Film Format: 16mm / DVD, Color
MURDER and murder is a middle-aged love story between Mildred, a life-long lesbian, and Doris, who is in love with a woman for the first time. An unflinching meditation on female aging, lesbian sexuality and breast cancer in a culture that glorifies youth and heterosexual romance. MURDER and murder is an unflinching look at female aging, lesbian sexuality and breast cancer in an age and culture that glorifies youth and heterosexual romance. In her 7th feature film, director Yvonne Rainer delivers an emotionally courageous, intellectually challenging work which is at once soap opera, black comedy, love story and political meditation.Cast: Joanna Merlin, Kathleen Chalfant, Caherine Kellner, Isa Thomas, Yvonne Rainer, Alice Playten, Kendal Thomas, Rod McLachlan, Jennie Moreau, Sasha Martin, Barbara Haas, Rainn Wilson. See further details here.
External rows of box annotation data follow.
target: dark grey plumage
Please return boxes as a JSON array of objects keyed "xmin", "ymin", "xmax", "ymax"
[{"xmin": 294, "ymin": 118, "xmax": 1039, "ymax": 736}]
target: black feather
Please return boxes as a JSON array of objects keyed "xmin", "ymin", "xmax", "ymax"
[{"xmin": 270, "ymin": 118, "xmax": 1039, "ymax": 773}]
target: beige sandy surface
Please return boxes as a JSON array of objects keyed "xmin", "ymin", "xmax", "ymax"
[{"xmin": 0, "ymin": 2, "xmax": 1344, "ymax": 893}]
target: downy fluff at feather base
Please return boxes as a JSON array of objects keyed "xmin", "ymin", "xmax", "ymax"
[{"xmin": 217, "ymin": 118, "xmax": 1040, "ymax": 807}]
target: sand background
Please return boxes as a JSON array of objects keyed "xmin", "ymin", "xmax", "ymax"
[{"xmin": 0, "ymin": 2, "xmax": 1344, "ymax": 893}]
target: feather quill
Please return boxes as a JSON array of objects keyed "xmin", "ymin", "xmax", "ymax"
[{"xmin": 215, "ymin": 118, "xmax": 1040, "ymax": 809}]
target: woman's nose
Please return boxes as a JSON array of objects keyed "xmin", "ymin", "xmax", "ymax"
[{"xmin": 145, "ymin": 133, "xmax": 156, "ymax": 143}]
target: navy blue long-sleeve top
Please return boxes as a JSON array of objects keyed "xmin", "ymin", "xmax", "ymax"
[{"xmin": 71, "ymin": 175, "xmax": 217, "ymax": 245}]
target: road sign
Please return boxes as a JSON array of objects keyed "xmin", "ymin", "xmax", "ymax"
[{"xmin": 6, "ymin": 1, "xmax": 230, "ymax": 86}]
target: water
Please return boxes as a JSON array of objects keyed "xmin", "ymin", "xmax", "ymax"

Friday 27 July 2018, 2.00pm / Lecture Room, Drop In
Yvonne Rainer – Privilege, 1990, 103mins / 1hr, 43mins.
Film Format: 16mm / DVD, Color and B&W
Yvonne Rainer’s sixth feature is a genuinely subversive movie about menopause. Out of a subject that has been virtually invisible on film, Rainer has fashioned a witty, risky work about sexual identity and the unequal economies of race, gender and class. Privilege is an intelligently conceived, boldly anarchic, and wickedly insightful exposition on the culturally ingrained and socially divisive malaise of isms that artificially define and characterize empowerment in contemporary society: ageism, sexism, economic elitism, and racism. Rainer conveys texture through the inter-cutting of archival footage, video, and film – as well as compositional layering through the film-within-a-film structure, elliptical (and self-referential) fusion of past and present, and the filmmaker’s idiosyncratic penchant for superimposed typed text. See further details here.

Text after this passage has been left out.